- August 22, 2011, By Mark Miller, Contributing Editor
When a fluid is being coated out of a slot die, it can be positioned in a variety of ways. This ability to position the coating head is an inherent capability of the slot die because of the closed system mode of operation.
In a typical arrangement, with the slot die coating a fluid in close proximity of a precision backing roll, we observe the fluid coming out onto the substrate and moving away from the coating head. The coating either looks clean, clear, and precise, or simply terrible.
When the coating comes out poorly, we tend to scramble for a solution; looking high and low for an answer. But have you ever looked behind the slot die? One critical location for understanding what is going on with your coating is the “coating bead” or the meniscus of fluid on the underside of the slot die.
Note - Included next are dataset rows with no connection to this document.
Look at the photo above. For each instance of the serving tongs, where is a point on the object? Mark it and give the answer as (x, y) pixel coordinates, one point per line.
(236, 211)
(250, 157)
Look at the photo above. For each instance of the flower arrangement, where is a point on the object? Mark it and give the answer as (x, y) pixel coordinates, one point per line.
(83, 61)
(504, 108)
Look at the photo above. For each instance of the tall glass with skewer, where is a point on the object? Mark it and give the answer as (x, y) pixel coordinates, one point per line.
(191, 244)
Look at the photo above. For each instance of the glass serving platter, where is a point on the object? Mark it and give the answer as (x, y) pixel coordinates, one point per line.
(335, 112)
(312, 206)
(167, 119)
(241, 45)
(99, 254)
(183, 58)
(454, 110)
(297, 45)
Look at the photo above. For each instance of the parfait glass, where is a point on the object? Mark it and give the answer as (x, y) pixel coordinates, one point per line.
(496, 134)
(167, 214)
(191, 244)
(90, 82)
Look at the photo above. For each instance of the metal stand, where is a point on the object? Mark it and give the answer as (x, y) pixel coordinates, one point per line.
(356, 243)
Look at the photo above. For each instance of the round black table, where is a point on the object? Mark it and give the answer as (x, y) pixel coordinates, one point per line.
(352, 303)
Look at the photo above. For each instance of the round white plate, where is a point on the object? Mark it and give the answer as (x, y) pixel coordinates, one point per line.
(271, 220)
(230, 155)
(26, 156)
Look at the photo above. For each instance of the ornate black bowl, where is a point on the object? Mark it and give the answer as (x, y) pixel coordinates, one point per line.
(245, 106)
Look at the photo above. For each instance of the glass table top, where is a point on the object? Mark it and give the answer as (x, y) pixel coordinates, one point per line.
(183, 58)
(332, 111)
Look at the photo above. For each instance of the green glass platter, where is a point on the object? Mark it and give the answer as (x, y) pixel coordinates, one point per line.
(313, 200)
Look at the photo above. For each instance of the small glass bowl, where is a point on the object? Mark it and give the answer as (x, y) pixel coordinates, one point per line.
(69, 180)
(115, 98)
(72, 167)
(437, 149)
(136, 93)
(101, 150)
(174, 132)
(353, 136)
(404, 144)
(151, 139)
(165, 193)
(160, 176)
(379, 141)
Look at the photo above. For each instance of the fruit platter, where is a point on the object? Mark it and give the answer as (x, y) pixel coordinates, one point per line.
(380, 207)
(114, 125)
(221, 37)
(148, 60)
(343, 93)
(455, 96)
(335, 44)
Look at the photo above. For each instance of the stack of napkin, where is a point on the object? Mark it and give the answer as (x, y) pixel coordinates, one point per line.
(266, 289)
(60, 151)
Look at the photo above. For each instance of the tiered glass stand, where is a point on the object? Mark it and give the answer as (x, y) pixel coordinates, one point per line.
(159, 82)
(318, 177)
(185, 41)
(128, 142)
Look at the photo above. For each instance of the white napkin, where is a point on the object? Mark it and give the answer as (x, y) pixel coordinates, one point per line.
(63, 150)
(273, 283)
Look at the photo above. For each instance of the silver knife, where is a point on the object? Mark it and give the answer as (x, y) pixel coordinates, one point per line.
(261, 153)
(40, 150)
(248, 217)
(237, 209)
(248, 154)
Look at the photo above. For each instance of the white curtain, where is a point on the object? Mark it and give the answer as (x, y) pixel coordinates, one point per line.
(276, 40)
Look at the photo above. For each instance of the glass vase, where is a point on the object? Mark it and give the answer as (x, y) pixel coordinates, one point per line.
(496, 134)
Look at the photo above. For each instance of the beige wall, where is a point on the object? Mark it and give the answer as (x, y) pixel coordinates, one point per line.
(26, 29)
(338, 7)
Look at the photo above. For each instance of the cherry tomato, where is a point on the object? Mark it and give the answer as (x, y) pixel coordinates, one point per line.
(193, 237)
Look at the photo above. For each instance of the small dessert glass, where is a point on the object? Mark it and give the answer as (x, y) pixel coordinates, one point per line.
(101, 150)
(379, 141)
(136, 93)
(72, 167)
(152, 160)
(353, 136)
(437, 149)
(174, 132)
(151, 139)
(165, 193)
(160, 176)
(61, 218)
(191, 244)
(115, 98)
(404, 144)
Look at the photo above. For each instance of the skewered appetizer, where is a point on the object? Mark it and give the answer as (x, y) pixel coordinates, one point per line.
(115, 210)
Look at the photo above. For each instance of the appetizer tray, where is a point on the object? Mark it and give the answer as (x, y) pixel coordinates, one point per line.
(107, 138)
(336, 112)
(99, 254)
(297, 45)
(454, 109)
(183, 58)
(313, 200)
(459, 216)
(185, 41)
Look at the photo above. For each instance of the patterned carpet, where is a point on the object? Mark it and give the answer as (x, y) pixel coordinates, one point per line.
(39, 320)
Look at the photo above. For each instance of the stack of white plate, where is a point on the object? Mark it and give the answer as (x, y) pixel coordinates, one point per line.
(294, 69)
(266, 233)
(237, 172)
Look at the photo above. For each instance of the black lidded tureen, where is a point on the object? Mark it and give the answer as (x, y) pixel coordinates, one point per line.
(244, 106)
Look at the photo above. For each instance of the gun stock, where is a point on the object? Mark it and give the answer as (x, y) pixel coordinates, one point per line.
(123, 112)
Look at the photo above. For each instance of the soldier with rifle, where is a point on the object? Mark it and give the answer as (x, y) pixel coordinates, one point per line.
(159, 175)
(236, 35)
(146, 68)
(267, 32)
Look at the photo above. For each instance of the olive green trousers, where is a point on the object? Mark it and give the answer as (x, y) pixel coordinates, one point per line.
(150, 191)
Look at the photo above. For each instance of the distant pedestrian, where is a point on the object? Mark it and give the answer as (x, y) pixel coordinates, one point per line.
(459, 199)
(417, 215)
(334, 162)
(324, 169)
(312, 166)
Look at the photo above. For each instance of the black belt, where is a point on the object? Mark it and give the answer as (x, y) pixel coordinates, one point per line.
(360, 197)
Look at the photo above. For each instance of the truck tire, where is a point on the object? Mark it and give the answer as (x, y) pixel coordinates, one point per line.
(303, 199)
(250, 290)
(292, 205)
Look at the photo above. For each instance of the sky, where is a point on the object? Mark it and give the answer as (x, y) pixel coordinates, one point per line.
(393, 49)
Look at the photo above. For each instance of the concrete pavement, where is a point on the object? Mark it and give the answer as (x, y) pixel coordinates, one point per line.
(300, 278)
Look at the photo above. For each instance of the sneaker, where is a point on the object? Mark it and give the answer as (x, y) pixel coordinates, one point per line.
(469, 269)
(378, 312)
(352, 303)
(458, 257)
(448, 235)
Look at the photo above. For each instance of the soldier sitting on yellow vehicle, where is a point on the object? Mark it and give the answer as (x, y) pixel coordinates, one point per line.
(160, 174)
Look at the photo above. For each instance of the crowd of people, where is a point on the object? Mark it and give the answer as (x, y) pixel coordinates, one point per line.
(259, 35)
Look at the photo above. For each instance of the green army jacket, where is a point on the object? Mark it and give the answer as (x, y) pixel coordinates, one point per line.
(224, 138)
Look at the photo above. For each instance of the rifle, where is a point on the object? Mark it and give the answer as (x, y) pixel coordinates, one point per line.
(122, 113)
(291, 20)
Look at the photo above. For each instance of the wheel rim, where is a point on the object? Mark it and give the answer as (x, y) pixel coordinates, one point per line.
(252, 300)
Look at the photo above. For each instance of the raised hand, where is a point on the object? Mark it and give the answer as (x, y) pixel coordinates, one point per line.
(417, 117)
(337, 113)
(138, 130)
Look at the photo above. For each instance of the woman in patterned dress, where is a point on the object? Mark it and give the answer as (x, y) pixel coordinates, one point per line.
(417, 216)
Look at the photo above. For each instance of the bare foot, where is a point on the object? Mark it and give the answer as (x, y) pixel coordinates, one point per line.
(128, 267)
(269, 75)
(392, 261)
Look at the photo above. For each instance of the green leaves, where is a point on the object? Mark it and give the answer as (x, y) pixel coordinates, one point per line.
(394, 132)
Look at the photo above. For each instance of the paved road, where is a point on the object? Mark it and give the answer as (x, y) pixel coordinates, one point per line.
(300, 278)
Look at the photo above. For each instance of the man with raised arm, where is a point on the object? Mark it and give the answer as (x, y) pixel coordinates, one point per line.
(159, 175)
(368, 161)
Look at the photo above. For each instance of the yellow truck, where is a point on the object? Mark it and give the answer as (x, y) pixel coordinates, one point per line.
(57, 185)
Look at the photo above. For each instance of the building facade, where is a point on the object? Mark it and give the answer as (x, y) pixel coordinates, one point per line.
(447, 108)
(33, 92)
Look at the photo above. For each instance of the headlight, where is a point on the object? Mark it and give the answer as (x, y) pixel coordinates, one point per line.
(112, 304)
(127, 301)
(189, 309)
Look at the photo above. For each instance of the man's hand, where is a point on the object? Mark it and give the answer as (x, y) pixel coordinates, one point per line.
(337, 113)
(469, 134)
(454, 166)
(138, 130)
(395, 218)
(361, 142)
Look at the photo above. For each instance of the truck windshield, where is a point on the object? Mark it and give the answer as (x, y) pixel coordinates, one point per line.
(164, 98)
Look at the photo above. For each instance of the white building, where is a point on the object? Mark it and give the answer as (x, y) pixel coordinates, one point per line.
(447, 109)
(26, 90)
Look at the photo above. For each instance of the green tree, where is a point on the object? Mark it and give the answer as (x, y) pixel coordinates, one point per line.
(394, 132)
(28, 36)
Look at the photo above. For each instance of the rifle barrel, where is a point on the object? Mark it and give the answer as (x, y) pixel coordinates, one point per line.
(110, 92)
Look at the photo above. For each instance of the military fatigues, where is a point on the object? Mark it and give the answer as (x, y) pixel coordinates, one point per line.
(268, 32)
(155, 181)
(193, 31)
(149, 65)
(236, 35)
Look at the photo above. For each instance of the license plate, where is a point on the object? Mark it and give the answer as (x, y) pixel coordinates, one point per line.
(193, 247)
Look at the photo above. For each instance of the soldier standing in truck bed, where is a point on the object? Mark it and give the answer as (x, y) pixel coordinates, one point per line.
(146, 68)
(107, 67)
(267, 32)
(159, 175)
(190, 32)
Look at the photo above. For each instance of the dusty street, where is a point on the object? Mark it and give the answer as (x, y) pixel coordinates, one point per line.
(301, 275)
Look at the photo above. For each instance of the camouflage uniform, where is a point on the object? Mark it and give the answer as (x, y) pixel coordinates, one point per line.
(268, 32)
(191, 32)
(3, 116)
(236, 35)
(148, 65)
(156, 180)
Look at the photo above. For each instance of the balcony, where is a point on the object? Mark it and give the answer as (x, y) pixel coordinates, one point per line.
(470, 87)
As the web passes in between the coating head and the backing roll, the substrate carries the fluid away. However, the fluid does not always exit the coating head the same way every time.
The fluid is squeezed between the substrate and the coating head, pushing out behind the die to create a coating bead and being stretched out on the substrate as it moves away from the slot die. The coating bead can tell you a lot of what is going on in the fluid as it moves away from the coating head.
If the coating bead is too large, you will observe the fluid dripping back into an overflow pan. This phenomenon tells you that you are simply providing too much fluid to the coating head.
The opposite problem occurs when the slot die is running “dry” and the coating bead is not even present. This will show up as a skip coating without full coverage. What happens in between an over-full and an under-developed coating bead is very interesting!
Assuming the surface energy of the fluid and the surface energy of the substrate are compatible for a happy adhesion, the lack of a substantial coating bead can lead to air entrapment. The fluid/fluid interface between the liquid being coated and the air above the substrate can develop coating defects and reduce what would be a good adhesive effect. What you need to do is get up under the slot die and observe what is going on.
With a good set of eyes, a flashlight, and some patience, you will visualize some coating bead (also called a rolling bank) phenomenon that you will also recognize in long form on the coated substrate on the other side of the slot die. Stagnant areas in the coating bead may coat fine for a while, but then the liquid can degrade because of lack of movement and develop coating defects.
What do you do if the coating bead looks horrible, but you need to be at the specific set points within the coating window. Peripheral energy and equipment can help.
Similar to the ability to effect surface energy, supporting and promoting the coating bead is a balancing act between substrate, fluid, and coating head. Surface energy treatment options can help, including corona, flame, or controlling electrostatic forces.
The most common piece of equipment utilized to improve coating bead behavior is a vacuum box. This box seals against the slot die and the precision backing roll. A displacement of air and pressure differentiation cause the liquid to pin against the substrate better, and therefore reduce the effect of the air interface between the fluid and the substrate. This will improve the coating bead and reduce defects. In the opposite direction, if the coating bead is too large, then the line speed or pump needs to be altered to accommodate.
So when you setup the coating head and you are recording process conditions, make sure to take a look “under the hood” to verify that the coating bead looks solid and stable. It will be well worth your time.